The number of infants recorded as being affected by this fluctuated from 203 in 2015-16, to 190 in 2016-17 and 191 in 2017-18.
There were 120 such births in the Grampian region over this period and 63 in NHS Lothian between 2015 and 2017 - the board having only provided data for that period.
NHS Tayside gave figures for births in the calendar years 2015, 2016 and 2017, with the number of infants born addicted totalling 61 over this period.
Mr Cole-Hamilton said the problem could be avoided "with the right combination of policies and support to help those misusing drugs".
'Still in recovery'
He added: "If the Scottish government is committed to giving every Scottish child the best start in life, it needs to take a progressive approach to drug policy and tackle the horrendous levels of drug misuse, life-long addictions and unnecessary deaths.
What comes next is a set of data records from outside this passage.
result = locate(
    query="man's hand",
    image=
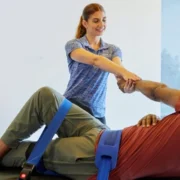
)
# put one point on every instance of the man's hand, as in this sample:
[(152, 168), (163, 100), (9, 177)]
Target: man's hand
[(126, 86), (148, 120)]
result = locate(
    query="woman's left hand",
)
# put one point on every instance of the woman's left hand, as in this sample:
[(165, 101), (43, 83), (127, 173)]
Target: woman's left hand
[(148, 120)]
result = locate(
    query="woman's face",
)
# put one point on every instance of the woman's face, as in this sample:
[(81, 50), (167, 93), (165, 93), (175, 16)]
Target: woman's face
[(96, 24)]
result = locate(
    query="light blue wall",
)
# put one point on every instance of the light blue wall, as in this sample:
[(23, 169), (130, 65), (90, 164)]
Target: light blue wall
[(170, 66)]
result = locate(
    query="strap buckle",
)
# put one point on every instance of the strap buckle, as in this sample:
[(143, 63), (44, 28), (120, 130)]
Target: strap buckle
[(26, 171)]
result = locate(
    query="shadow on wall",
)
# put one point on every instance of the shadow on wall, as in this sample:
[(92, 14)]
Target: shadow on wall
[(170, 75)]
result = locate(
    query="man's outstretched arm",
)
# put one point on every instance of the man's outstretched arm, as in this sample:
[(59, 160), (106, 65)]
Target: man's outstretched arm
[(155, 91)]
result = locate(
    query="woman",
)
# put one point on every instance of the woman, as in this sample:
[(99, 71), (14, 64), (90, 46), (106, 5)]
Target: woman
[(90, 60)]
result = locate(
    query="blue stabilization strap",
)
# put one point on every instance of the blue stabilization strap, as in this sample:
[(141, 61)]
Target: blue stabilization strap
[(34, 160), (107, 153)]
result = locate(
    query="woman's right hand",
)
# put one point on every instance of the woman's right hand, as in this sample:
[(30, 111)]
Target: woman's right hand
[(128, 75)]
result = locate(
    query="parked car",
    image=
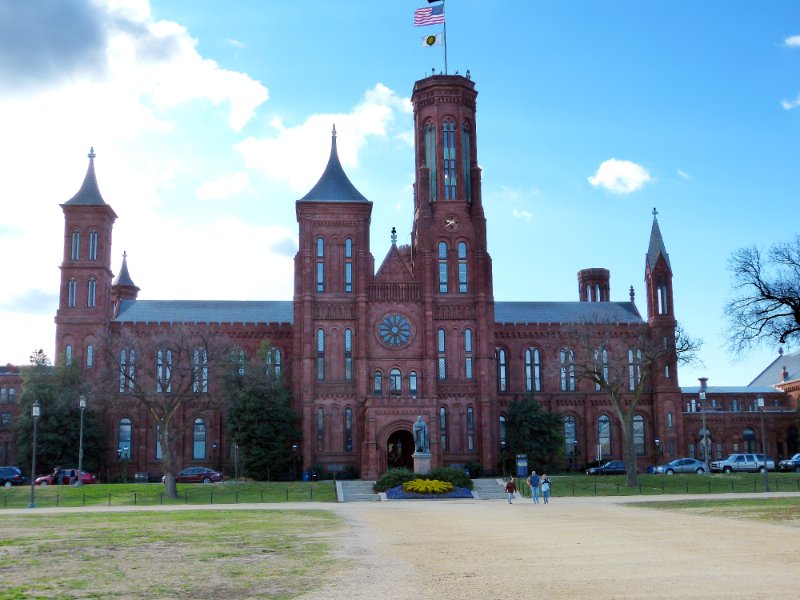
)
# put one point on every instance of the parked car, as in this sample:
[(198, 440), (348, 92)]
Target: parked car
[(744, 463), (682, 465), (11, 476), (70, 478), (790, 464), (612, 467), (197, 475)]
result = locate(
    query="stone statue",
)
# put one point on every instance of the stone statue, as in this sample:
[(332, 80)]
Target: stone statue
[(421, 443)]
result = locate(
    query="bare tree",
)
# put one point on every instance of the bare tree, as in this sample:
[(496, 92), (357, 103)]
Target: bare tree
[(765, 303), (621, 363), (165, 370)]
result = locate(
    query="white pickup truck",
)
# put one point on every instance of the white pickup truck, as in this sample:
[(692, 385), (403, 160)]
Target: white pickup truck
[(750, 463)]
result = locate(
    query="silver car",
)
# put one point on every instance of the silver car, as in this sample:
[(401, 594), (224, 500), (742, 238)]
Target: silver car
[(682, 465)]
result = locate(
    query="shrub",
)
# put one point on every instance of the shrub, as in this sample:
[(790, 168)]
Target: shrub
[(393, 478), (428, 486)]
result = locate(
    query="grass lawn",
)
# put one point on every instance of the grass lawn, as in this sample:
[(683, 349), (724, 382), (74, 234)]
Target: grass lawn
[(648, 484), (784, 511), (183, 554), (119, 494)]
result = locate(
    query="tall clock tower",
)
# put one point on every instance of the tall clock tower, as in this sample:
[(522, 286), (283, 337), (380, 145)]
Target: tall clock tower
[(450, 256)]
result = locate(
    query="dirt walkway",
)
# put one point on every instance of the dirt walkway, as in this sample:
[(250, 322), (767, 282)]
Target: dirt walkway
[(572, 548)]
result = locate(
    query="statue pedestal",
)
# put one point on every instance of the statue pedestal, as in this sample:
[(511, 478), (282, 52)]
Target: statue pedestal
[(422, 462)]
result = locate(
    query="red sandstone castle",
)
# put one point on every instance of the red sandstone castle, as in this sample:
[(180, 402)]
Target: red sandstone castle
[(364, 351)]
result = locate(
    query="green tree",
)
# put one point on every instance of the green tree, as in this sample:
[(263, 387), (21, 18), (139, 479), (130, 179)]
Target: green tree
[(535, 432), (260, 419), (58, 390)]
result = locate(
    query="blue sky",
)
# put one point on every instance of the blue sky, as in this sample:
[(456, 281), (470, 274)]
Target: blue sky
[(209, 119)]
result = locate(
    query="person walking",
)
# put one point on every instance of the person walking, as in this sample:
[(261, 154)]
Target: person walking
[(511, 489), (533, 481), (545, 487)]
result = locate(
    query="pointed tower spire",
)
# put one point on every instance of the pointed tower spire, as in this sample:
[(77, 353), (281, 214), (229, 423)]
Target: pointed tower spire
[(334, 186), (123, 287), (124, 278), (656, 247), (89, 194)]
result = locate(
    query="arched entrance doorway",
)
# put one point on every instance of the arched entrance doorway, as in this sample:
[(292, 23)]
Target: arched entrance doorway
[(399, 449)]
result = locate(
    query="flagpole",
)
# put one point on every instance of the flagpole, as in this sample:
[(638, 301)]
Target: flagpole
[(444, 36)]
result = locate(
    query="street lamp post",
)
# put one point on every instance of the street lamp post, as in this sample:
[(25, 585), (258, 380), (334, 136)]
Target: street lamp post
[(658, 451), (236, 463), (702, 400), (36, 411), (760, 402), (79, 479), (294, 458)]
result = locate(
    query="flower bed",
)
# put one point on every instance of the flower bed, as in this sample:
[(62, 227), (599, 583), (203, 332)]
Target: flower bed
[(397, 493)]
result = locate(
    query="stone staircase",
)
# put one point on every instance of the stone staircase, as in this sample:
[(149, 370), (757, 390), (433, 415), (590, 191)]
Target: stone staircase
[(488, 489), (356, 490)]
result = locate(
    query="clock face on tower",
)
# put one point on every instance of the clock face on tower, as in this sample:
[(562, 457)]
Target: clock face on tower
[(394, 330)]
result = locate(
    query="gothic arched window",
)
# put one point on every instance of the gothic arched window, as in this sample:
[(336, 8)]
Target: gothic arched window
[(462, 267), (443, 287), (199, 439)]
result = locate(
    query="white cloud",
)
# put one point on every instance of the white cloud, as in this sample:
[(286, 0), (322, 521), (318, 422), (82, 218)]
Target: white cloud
[(224, 187), (522, 214), (790, 104), (295, 155), (620, 176), (117, 79), (792, 41)]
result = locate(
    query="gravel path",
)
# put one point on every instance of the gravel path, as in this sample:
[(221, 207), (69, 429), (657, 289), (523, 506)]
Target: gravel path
[(571, 548)]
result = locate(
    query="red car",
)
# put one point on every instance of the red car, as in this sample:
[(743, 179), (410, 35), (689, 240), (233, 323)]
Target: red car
[(70, 478), (198, 475)]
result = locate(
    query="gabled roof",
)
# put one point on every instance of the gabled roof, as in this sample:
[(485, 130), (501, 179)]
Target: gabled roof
[(729, 389), (566, 312), (124, 279), (89, 194), (394, 268), (773, 374), (205, 311), (334, 186), (656, 247)]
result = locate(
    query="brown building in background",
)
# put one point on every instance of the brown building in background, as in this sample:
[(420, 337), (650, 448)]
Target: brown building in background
[(365, 350)]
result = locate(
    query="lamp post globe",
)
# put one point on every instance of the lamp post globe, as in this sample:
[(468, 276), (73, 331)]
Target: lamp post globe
[(36, 412)]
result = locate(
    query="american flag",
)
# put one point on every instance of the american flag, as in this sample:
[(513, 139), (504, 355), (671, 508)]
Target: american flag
[(429, 15)]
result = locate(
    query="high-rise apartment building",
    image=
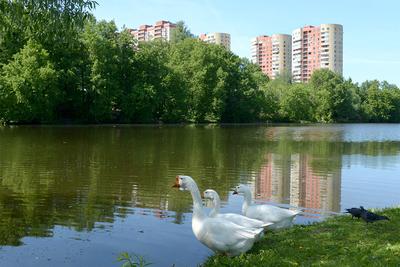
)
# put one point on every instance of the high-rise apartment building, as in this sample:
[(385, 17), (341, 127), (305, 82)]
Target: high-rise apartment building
[(272, 54), (315, 47), (219, 38), (162, 29)]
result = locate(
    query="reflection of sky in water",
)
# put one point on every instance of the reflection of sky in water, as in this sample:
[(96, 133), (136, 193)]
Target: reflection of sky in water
[(159, 241), (97, 191)]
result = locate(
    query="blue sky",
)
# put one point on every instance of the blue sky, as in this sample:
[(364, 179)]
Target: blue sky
[(371, 28)]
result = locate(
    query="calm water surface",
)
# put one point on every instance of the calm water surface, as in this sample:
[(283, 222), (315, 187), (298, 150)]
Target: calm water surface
[(79, 196)]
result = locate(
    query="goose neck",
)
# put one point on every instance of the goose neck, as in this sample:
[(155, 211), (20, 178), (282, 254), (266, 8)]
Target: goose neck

"Alcohol and drug partnerships were set back massively by the Scottish government's brutal £20m funding cuts. It was rightly overturned two years later but the sector is still in recovery. It can't happen again.
"We also need a new national strategy that is finally focused on treating drug misuse as a health issue, supporting people instead of criminalising and penalising them."
The Scottish government said its new combined drug and alcohol strategy would focus on "how services can adapt to meet the needs of those most in need".
A spokesman said: "We have recently released further funding to reduce the harms caused by alcohol and drugs, bringing the total provided to more than £70m this financial year.
"This is in addition to the £746m we have invested to tackle alcohol and drug use since 2008."